EUA: 250 anos de prosperidade sob nova onda de protecionismo
EUA completam 250 anos com economia próspera, mas enfrentam inflação, tarifas comerciais protecionistas e déficits fiscais crescentes, afastando-se de seus princípios fundadores.

Os Estados Unidos celebram seu 250º aniversário em meio a um cenário econômico que, apesar de resiliente, carrega as marcas de profundas transformações e pressões crescentes. A nação, historicamente um bastião do livre comércio, agora se vê imersa em uma onda de protecionismo comercial, enquanto suas contas públicas apontam para um caminho de insustentabilidade.
## A Inflação e as Mudanças Estratégicas
O país, que não estava acostumado a índices inflacionários elevados, experimentou um pico de 9,1% em junho de 2022, reflexo da pandemia e de fatores de demanda. Embora a inflação anual tenha recuado para 4,2% em maio deste ano, o número ainda se mantém acima da meta do Federal Reserve (o Banco Central americano) e representa um desafio incomum para os consumidores. Essa situação é, em parte, atribuída a mudanças estratégicas na Casa Branca, que se afastam dos preceitos fundadores da nação.

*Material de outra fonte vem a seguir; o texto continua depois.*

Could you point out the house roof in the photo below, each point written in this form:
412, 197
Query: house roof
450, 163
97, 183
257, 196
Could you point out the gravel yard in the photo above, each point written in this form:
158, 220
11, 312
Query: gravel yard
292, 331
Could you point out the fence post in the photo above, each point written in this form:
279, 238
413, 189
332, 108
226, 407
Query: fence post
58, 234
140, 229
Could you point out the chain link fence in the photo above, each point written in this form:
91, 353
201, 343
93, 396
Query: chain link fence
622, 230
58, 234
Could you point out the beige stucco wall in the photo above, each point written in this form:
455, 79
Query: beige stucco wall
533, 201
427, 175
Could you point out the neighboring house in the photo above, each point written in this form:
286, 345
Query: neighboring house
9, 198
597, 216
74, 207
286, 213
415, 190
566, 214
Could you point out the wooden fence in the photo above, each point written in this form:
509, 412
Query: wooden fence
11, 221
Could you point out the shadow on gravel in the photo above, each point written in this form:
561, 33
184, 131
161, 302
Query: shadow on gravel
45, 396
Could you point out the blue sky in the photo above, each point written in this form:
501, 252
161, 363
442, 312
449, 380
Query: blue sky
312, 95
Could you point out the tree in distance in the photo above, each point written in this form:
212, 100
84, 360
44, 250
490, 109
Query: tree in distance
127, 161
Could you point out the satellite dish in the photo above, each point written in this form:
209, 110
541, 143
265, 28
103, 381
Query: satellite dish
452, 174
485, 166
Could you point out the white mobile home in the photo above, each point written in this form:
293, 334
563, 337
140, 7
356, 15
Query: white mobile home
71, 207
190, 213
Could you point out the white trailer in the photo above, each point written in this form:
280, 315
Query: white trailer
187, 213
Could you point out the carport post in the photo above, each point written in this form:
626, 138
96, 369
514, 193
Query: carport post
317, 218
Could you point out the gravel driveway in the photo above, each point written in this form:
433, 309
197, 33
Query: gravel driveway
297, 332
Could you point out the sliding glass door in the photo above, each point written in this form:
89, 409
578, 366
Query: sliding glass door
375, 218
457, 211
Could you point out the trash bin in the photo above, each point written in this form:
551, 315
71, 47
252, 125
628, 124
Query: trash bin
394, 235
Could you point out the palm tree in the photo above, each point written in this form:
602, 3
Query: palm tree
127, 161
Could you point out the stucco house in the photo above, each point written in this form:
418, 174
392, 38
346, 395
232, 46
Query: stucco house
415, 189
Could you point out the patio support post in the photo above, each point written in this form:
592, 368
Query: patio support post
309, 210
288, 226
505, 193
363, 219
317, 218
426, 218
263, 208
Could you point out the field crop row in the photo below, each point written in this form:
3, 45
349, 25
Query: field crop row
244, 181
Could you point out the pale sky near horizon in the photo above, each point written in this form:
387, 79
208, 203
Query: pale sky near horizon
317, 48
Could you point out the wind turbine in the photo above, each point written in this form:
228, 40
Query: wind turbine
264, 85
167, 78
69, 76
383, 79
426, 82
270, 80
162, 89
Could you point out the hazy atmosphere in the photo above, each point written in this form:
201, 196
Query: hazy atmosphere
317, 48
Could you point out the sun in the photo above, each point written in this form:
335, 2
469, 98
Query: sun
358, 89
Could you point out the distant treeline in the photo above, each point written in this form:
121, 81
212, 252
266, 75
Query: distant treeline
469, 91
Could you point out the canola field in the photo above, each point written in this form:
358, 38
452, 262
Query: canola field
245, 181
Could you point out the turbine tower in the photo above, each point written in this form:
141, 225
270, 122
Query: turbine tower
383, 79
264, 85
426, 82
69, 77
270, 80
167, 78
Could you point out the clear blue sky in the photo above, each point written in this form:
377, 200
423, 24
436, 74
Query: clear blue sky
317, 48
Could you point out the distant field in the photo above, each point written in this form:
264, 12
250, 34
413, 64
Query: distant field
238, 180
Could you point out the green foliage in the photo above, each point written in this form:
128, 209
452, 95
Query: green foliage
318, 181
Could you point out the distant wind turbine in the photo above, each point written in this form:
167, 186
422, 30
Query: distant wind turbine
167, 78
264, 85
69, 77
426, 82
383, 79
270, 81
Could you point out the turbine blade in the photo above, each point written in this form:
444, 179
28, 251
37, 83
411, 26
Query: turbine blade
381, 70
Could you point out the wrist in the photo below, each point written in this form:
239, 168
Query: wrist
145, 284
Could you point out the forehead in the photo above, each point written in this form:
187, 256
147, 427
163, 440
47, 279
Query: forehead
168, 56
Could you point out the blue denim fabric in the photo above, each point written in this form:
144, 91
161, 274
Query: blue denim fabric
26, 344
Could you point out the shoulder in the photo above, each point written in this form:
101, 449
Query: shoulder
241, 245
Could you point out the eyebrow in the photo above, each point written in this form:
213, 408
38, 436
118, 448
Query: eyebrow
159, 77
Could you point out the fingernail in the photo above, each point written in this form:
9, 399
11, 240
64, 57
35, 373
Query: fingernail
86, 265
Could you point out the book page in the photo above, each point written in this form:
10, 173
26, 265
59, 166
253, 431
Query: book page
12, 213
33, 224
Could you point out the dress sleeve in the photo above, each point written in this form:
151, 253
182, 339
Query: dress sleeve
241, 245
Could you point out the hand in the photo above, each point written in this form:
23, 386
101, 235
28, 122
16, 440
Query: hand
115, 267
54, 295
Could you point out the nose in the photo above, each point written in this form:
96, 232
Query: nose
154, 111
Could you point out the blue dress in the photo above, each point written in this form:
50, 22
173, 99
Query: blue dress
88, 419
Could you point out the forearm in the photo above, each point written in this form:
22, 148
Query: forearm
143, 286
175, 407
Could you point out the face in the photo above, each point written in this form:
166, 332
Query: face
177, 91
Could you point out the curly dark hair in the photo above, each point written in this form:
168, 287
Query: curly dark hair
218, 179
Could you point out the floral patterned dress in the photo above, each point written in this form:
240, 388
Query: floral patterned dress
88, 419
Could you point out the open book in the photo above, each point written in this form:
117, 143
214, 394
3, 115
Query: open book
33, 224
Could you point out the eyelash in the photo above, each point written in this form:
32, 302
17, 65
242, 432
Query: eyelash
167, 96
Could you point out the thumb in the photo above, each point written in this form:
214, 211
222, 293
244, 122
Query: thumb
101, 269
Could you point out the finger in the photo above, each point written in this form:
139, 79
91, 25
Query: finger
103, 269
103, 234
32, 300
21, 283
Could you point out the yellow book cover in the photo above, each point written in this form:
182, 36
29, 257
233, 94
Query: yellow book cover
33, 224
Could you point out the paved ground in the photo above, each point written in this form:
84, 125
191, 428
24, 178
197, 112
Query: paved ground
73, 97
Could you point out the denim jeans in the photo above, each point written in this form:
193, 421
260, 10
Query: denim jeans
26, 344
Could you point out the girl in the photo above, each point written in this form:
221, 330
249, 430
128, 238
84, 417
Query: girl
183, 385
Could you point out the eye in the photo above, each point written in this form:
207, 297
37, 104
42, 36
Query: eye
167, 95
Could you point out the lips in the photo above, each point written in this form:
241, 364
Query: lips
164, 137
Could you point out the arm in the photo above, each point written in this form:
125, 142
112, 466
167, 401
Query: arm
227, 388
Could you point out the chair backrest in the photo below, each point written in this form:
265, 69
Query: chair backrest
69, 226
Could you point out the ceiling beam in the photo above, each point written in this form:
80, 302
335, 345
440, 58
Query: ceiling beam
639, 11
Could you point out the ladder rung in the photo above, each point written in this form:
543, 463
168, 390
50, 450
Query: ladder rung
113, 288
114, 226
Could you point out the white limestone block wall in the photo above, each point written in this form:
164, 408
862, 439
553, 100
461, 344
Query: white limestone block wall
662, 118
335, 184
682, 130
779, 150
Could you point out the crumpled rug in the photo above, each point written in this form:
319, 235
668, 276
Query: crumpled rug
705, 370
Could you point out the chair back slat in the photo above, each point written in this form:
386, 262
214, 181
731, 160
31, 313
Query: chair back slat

Jared Bernstein, ex-conselheiro econômico durante o governo Joe Biden, aponta que as ações de administrações recentes, especialmente no que tange a tarifas, contribuíram para a elevação da inflação, perpetuando o sofrimento dos cidadãos com o custo de vida.
## A Guerra Comercial e o Tarifaço
A partir de 2 de abril de 2025, Donald Trump inaugurou uma nova fase nas relações comerciais dos EUA com o resto do mundo, marcada por tarifas. A promessa de campanha de fortalecer a economia americana através de tarifas visava, por um lado, atrair investimentos para a indústria nacional e, por outro, reduzir o persistente déficit na balança comercial. No entanto, a estratégia não produziu os resultados esperados.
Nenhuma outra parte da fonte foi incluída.